First add your new service with the following command:

$ ng generate service replay-session

This will create a new Angular service at the root of your app called replay-session.service.ts

The content of that file should look like this:

import { Injectable } from '@angular/core';
import {
  HttpInterceptor,
  HttpRequest,
  HttpHandler,
  HttpResponse,
} from '@angular/common/http';
import OpenReplay from '@openreplay/tracker'

type ReqRespType = {
  request: HttpRequest<any>,
  response: HttpResponse<any>
}

@Injectable({
  providedIn: 'root'
})
export class ReplaySessionService {
  tracker: OpenReplay|null = null

  constructor() {

    this.tracker = new OpenReplay({
        projectKey: "<YOUR PROJECT KEY>",
    })
    //you can set up any other OR plugins here as well

    this.tracker.start()
   }

  sendEventToReplaySession(event: string, params: ReqRespType): void {
    const {request, response} = params

    this.tracker?.event(event + "[request]", {
      method: request.method,
      url: request.url,
      params: request.params
    })
    this.tracker?.event(event + "[response]", {
      body: response.body,
      status: response.status,
      headers: response.headers
    })
  }
}

The constructor for the class, which because this is a service, we know will only be called once, takes care of instantiating the tracker and getting it started.

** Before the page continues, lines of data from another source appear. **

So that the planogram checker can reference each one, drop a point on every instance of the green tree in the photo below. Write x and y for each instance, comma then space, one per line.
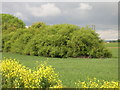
11, 23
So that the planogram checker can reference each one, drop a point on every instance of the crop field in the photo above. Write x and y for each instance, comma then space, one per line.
71, 70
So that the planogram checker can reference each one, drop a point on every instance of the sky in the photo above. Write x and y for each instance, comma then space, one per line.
104, 15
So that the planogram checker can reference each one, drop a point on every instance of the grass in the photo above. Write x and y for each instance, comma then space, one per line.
73, 69
112, 44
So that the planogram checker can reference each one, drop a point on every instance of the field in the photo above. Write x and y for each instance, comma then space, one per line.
73, 69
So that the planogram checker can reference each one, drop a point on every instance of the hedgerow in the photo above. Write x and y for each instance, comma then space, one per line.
61, 40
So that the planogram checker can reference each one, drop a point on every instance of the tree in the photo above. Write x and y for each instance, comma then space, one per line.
11, 23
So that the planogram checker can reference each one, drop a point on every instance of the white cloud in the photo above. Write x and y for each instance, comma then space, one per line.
108, 34
48, 9
84, 6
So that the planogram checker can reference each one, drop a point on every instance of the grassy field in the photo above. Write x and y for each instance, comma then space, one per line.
73, 69
111, 44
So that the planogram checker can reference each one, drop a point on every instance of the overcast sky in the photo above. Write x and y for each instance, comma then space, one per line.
104, 15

Then in our sendEventToReplaySession method, we use the event method to send two custom events.

If you go back to the interceptor class, you’ll notice that the “event” (the first parameter we get in this method) is actually the URL, so I’m attaching the words “[response]” and “[request]” to them to identify what gets recorded where.

Then I create the payloads for each event saving only the information I want to save.

With this working, here is what you get to see inside the Events tab in your replay:

List of events

And if you click on the details of one of these rows, you get the payload we saved:

Event details

In fact, you can even take that code and sanitize any field from the request or the response you don’t want visible inside the replay before calling the event method.

You can check out this repository for the complete source code of a working Angular-based application with the Tracker.